Intel AI showcased at Neural Information Processing Systems (NIPS)

Dec 04, 2017

Author Bio Image

Jessica Rosenthal

Sr. Content Marketing and Creative Lead, Artificial Intelligence Products Group

Today marks the beginning of the thirty-first annual conference on Neural Information Processing Systems (NIPS 2017), an interdisciplinary conference that brings together researchers in all aspects of neural and statistical information processing and computation, and their applications. The Intel AI team will be presenting publications and posters along with numerous workshops throughout the week.

 


Poster Sessions

Mon, Dec 4th 12:20 pm – 2:00 pm | WiML poster session / Pacific Ballroom
Sparse 3D Convolutional Networks for Efficient Object Classification
Xiaofan Xu (Movidius Machine Learning Group, Intel) and Ananya Gupta (University of Manchester)

Currently, most 3D CNNs are composed of multiple 3D convolutional layers with millions of parameters. Based on the premise that 3D data is inherently sparse, we believe that the learnt features should be sparse as well in order to represent the data. Our work on sparsifying the weights and kernels of these 3D networks aims to make them more efficient hence leading to a faster inference process.

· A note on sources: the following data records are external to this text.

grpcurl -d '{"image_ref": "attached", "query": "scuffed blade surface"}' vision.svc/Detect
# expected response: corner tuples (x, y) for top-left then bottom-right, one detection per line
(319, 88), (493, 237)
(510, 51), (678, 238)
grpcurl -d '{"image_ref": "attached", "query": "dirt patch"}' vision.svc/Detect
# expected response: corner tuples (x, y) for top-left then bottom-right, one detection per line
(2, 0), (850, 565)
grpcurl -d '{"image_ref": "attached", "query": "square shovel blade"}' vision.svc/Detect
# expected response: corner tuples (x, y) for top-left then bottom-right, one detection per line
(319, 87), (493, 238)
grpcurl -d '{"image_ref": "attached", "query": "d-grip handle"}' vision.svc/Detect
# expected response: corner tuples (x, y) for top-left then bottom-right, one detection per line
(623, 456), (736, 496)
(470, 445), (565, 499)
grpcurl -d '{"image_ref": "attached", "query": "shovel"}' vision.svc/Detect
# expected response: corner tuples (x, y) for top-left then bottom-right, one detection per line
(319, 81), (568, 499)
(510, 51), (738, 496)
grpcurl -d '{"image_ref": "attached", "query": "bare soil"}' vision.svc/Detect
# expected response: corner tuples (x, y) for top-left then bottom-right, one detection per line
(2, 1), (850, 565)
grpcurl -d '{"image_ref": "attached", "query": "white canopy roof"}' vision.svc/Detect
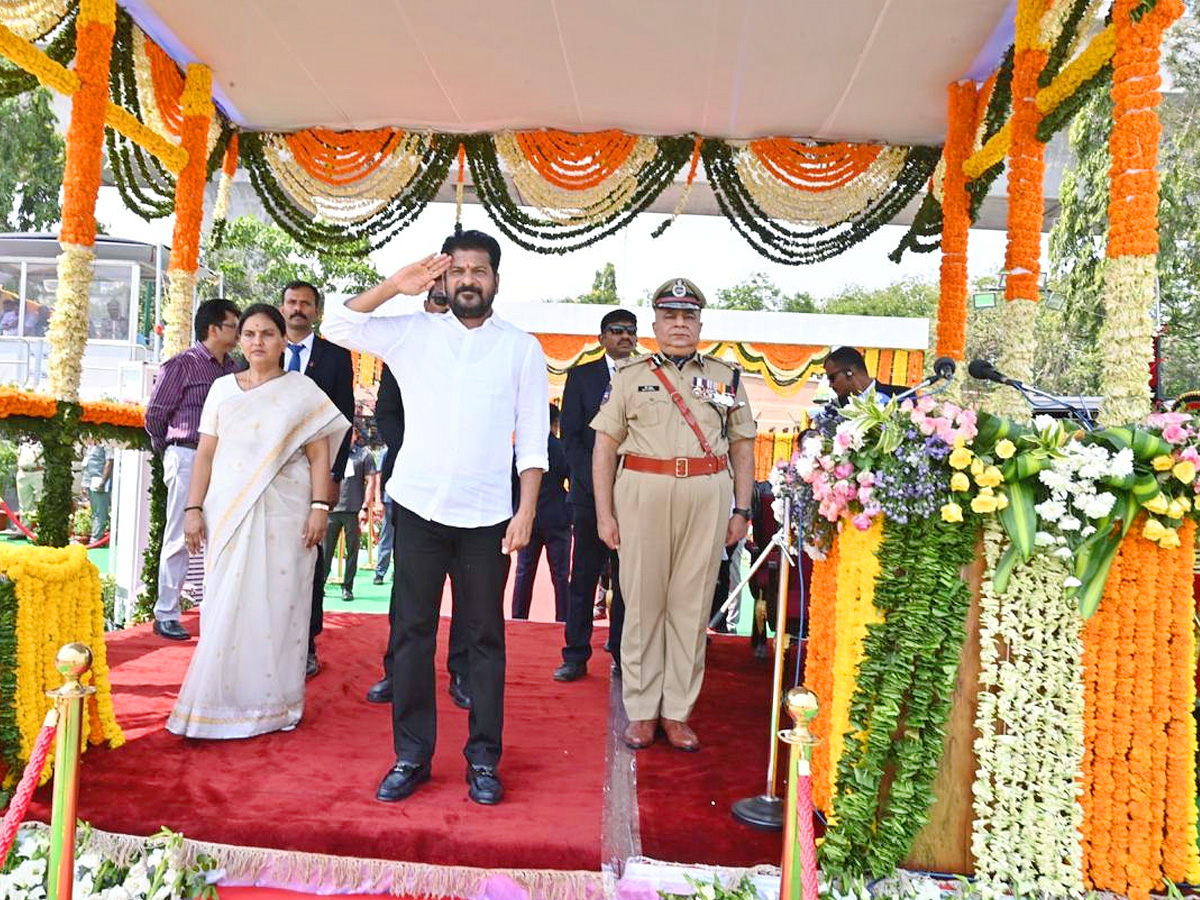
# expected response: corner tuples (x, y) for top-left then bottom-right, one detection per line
(124, 0), (1014, 145)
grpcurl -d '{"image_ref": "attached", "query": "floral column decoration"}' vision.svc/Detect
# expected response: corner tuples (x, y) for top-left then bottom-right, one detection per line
(937, 81), (980, 364)
(994, 0), (1050, 422)
(209, 131), (239, 245)
(46, 0), (115, 402)
(162, 63), (213, 359)
(1097, 0), (1184, 426)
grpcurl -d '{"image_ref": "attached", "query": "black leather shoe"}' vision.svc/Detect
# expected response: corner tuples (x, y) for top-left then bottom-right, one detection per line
(366, 678), (392, 704)
(153, 619), (190, 641)
(553, 662), (587, 682)
(376, 760), (431, 802)
(448, 674), (471, 710)
(341, 588), (354, 602)
(372, 575), (384, 585)
(466, 764), (503, 805)
(306, 652), (319, 679)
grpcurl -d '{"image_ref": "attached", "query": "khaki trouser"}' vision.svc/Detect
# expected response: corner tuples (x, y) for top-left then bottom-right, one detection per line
(615, 468), (732, 721)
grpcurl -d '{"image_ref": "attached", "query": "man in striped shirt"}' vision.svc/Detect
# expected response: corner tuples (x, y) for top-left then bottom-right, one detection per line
(144, 297), (242, 641)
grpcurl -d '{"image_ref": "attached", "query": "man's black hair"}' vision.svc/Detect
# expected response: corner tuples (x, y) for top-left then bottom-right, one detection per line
(280, 280), (323, 308)
(826, 346), (868, 374)
(194, 297), (241, 343)
(440, 229), (501, 272)
(600, 309), (637, 332)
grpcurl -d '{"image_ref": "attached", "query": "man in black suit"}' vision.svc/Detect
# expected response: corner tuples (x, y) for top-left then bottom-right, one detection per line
(823, 345), (904, 407)
(366, 350), (470, 710)
(554, 309), (637, 682)
(280, 280), (357, 678)
(511, 403), (571, 620)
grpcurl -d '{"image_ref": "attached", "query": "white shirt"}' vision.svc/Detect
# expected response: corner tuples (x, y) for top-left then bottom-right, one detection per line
(286, 332), (314, 373)
(322, 304), (549, 528)
(606, 354), (617, 381)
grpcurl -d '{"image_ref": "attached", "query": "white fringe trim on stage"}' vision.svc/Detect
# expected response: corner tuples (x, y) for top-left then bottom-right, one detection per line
(24, 822), (612, 899)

Mon, Dec 4th 6:30 pm – 10:30 pm | Pacific Ballroom #75
Flexpoint: An Adaptive Numerical Format for Efficient Training of Deep Neural Networks
Arjun K Bansal (Intel), William Constable (Intel), Oguz Elibol (Intel), Stewart Hall (Intel), Luke Hornof (Intel), Amir Khosrowshahi (Intel), Carey Kloss (Intel), Urs Köster (Intel), Marcel Nassar (Intel), Naveen Rao (Intel), Xin Wang (Intel), Tristan Webb (Intel)

Deep neural networks are commonly developed and trained in 32-bit floating point format. Significant gains in performance and energy efficiency could be realized by training and inference in numerical formats optimized for deep learning. Despite advances in limited precision inference in recent years, training of neural networks in low bit-width remains a challenging problem. Here we present the Flexpoint data format, aiming at a complete replacement of 32-bit floating point format training and inference, designed to support modern deep network topologies without modifications. Flexpoint tensors have a shared exponent that is dynamically adjusted to minimize overflows and maximize available dynamic range. We validate Flexpoint by training AlexNet, a deep residual network and a generative adversarial network, using a simulator implemented with the neon deep learning framework. We demonstrate that 16-bit Flexpoint closely matches 32-bit floating point in training all three models, without any need for tuning of model hyperparameters. Our results suggest Flexpoint as a promising numerical format for future hardware for training and inference.

Tues, Dec 5th 6:30 pm – 10:30 pm | Pacific Ballroom #122
Learning to Inpaint for Image Compression
Mohammad Haris Baig (Dartmouth College), Vladlen Koltun (Intel Labs), Lorenzo Torresani (Dartmouth)

We study the design of deep architectures for lossy image compression. We present two architectural recipes in the context of multi-stage progressive encoders and empirically demonstrate their importance on compression performance. Specifically, we show that: (a) predicting the original image data from residuals in a multi-stage progressive architecture facilitates learning and leads to improved performance at approximating the original content and (b) learning to inpaint (from neighboring image pixels) before performing compression reduces the amount of information that must be stored to achieve a high-quality approximation. Incorporating these design choices in a baseline progressive encoder yields an average reduction of over 60% in file size with similar quality compared to the original residual encoder.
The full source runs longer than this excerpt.